With weary legs on day two of my London sprint I decided to abandon my previous plans when I saw the TKTS booth in Leicester Square. It supplies on the day cut-price theatre tickets. So with an hour to showtime I saw this on the board and got a seat in the middle of the fourth row of the stalls for a bargain £20 – a third of the full price.

This is no jukebox musical – for the good of the West End it really doesn’t need one. For a start it has been written with care and finesse. It’s an intelligent, multi-layered and ultimately heart-breaking story, an adaptation by Iain Softley and Stephen Jeffreys, of Softley’s 1994 film of the same name. It is more of a play with music than a traditional musical. The transition from film to stage works well here.

It’s an account of the Beatles‘ early days in Hamburg and Liverpool and the“lost” Beatle, Stuart Sutcliffe. The epitome of cool, Sutcliffe was John Lennon‘s art-school buddy and a gifted young painter who abandoned the group for art and the love of Astrid Kirchherr, the photographer who took some famous moody shots of the band and originally styled their mop-headed, collarless look. Sutcliffe died aged 21 of a brain haemorrhage, just as the Beatles were on the brink of success.
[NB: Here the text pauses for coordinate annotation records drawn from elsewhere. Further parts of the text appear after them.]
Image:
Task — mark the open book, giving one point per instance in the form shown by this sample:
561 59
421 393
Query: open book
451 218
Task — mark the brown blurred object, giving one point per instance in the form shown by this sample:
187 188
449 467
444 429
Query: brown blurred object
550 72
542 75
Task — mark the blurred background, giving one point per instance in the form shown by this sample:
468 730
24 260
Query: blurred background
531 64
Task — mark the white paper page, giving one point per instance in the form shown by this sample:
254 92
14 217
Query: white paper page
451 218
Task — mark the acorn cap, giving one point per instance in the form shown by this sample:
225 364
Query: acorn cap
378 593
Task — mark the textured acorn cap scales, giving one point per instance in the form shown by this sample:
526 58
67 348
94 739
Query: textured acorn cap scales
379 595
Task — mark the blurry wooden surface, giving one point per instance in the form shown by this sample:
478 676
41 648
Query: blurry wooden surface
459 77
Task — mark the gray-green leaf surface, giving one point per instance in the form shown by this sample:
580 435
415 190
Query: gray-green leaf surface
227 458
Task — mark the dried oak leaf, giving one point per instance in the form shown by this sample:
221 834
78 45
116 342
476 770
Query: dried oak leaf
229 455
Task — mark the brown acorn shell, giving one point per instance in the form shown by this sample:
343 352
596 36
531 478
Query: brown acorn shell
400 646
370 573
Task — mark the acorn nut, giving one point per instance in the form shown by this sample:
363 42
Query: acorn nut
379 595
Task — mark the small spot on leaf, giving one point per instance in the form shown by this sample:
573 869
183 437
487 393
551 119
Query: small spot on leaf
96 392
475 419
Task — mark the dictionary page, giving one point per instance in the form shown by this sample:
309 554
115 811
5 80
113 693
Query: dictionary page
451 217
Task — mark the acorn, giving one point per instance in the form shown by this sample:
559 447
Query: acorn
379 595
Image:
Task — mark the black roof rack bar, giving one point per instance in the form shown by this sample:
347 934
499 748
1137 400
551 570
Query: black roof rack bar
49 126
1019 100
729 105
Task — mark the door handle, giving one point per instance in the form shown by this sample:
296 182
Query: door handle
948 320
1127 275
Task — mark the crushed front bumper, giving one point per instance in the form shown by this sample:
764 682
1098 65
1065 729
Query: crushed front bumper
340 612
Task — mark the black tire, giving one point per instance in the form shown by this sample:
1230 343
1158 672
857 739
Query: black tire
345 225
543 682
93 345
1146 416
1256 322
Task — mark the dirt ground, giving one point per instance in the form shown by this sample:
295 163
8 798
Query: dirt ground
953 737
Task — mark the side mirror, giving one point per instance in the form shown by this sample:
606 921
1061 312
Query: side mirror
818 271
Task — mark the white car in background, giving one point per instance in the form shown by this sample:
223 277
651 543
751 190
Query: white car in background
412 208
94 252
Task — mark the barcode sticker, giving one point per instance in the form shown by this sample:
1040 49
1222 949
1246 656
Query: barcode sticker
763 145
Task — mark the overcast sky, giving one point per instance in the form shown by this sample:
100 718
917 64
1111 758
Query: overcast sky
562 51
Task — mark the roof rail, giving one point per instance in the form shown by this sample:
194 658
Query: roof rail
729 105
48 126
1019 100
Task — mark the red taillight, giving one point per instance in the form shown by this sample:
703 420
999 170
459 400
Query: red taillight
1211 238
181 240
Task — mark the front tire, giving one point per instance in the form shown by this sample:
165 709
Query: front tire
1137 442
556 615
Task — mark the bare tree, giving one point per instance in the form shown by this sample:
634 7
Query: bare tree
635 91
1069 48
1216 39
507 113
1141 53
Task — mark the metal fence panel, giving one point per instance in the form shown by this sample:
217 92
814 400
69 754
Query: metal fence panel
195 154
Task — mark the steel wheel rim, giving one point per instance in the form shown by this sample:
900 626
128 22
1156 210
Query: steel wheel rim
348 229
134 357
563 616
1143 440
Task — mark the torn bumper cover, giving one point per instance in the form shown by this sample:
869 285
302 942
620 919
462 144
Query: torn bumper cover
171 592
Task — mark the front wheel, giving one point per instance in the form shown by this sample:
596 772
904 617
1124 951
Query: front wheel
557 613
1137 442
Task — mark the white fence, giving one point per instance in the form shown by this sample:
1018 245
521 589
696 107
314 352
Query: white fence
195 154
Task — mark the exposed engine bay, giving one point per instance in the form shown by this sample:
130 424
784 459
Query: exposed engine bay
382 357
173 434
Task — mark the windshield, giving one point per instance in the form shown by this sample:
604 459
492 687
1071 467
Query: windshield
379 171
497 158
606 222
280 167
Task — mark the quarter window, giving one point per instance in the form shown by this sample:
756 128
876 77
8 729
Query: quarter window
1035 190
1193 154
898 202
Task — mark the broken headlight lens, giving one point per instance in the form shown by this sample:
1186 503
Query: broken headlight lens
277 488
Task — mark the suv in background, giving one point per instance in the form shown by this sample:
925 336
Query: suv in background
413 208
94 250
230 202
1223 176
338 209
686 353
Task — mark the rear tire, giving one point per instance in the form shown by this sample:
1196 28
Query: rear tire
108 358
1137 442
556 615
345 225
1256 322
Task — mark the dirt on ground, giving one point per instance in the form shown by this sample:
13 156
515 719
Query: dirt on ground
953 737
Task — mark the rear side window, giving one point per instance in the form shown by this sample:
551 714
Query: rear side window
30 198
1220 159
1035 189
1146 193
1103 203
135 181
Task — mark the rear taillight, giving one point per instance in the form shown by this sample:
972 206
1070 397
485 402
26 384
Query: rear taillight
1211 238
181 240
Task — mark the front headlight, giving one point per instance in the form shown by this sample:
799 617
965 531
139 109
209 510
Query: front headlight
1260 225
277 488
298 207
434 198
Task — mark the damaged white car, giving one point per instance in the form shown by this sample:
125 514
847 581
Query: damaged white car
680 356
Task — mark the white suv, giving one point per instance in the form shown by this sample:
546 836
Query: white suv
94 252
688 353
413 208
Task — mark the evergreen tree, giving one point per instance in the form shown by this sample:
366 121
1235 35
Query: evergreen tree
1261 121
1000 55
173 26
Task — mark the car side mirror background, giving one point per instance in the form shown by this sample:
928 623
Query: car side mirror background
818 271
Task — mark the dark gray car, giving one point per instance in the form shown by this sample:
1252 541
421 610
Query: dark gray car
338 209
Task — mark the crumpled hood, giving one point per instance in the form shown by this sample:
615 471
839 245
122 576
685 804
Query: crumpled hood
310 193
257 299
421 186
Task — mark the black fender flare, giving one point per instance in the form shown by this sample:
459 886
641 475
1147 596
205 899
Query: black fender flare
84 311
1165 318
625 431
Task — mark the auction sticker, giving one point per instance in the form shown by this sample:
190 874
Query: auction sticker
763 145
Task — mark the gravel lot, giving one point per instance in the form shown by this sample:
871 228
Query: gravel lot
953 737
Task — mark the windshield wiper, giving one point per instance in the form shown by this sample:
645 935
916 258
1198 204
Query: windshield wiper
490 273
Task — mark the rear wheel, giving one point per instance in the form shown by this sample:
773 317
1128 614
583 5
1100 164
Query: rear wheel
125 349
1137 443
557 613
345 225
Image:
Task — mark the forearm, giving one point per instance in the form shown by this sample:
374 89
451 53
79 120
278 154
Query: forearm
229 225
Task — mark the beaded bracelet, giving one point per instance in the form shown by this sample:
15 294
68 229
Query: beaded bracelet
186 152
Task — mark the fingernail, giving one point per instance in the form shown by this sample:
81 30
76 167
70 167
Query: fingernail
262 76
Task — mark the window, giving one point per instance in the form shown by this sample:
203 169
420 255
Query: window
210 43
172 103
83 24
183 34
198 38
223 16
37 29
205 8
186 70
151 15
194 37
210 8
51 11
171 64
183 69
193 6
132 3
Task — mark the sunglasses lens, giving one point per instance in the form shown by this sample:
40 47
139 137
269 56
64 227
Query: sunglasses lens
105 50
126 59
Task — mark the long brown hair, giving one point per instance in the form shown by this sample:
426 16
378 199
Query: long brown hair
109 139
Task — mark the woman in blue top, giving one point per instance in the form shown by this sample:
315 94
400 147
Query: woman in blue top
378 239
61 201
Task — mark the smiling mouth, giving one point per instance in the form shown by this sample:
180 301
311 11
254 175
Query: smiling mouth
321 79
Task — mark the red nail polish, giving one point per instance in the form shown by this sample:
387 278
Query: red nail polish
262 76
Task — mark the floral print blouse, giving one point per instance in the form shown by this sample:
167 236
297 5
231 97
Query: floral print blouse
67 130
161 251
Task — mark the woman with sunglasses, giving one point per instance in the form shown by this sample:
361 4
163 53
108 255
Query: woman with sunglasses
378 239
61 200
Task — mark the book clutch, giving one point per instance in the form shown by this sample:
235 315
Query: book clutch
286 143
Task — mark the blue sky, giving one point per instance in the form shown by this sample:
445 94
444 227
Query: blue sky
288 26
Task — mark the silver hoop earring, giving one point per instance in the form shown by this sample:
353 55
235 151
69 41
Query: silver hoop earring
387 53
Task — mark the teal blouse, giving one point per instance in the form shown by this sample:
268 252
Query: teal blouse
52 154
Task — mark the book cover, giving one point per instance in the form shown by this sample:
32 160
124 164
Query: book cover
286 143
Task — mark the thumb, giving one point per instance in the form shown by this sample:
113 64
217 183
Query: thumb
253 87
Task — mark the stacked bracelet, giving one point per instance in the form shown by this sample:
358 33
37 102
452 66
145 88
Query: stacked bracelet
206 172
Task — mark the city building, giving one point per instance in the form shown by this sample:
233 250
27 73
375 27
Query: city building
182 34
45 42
The actors can certainly knock out a tune and the showhas no problem in evoking an impression of the Beatles’ raw musical potential. They are excellent musicians as well as actors and tear into such period classics as “Johnny B Goode” and “Good Golly Miss Molly” with a brilliant ear-splitting joy.

The throbbing music leads to the inevitable dancing in the aisles, but this show is much more than that. This is an atmospheric, thoughtful production. It’s about love, in particular the love between Andrew Knott’s smart-mouthed, antagonistic Lennon, who claims that all art is “dick”, and Nick Blood’s charismatic Stuart, who sees the band as a sideline and is forced to make the choice about who he should be with and what he should do with his life.

I urge you to go and see this if you can – it is joyous, uplifting, funny, beautifully acted and will bring a tear to your eye. What more could you want?? I can’t recommend it highly enough.